For many years, lithographic resolution has been the main obstacle for keeping the pace of transistor densification to
meet Moore's Law. For the 45 nm node and beyond, new lithography techniques are being considered, including
immersion ArF lithography (iArF) and extreme ultraviolet (EUV) lithography. As in the past, these techniques will use
new types of photoresists with the capability to print 45 nm node (and beyond) feature widths and pitches.

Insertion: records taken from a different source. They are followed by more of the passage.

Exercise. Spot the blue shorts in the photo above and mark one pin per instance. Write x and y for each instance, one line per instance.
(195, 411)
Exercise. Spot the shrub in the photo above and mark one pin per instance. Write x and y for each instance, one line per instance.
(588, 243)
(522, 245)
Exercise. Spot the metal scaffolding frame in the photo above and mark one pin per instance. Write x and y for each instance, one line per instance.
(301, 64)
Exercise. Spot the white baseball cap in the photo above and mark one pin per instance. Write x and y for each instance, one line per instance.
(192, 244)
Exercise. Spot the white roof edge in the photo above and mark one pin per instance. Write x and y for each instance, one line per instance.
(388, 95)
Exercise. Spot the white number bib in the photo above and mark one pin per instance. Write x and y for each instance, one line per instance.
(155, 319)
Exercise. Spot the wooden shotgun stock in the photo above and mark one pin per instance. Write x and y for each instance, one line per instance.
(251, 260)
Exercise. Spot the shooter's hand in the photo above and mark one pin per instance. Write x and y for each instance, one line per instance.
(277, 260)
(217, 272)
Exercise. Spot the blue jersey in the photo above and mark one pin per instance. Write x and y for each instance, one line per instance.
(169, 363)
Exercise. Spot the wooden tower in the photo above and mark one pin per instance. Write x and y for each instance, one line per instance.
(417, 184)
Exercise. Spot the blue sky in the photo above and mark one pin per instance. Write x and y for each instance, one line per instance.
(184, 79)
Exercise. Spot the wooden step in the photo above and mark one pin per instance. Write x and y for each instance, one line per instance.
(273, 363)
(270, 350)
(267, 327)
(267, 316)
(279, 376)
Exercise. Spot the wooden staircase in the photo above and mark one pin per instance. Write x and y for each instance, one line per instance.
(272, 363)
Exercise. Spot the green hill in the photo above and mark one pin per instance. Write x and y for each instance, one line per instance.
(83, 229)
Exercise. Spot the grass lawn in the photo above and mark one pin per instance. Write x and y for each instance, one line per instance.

In a previous paper ("SEM Metrology for Advanced Lithographies," Proc SPIE, v6518, 65182B, 2007), we compared
the effects of several types of resists, ranging from deep ultraviolet (DUV) (248 nm) through ArF (193 nm) and iArF to
extreme UV (EUV, 13.5 nm). iArF resists were examined, and the results from the available resist sample showed a
tendency to shrink in the same manner as the ArF resist but at a lower magnitude.
This paper focuses on variations of iArF resists (different chemical formulations and different lithographic sensitivities)
and examine new developments in iArF resists during the last year. We characterize the resist electron beam induced
shrinkage behavior under scanning electron microscopy (SEM) and evaluate the shrinkage magnitude on mature resists
as well as R&D resists. We conclude with findings on the readiness of SEM metrology for these challenges.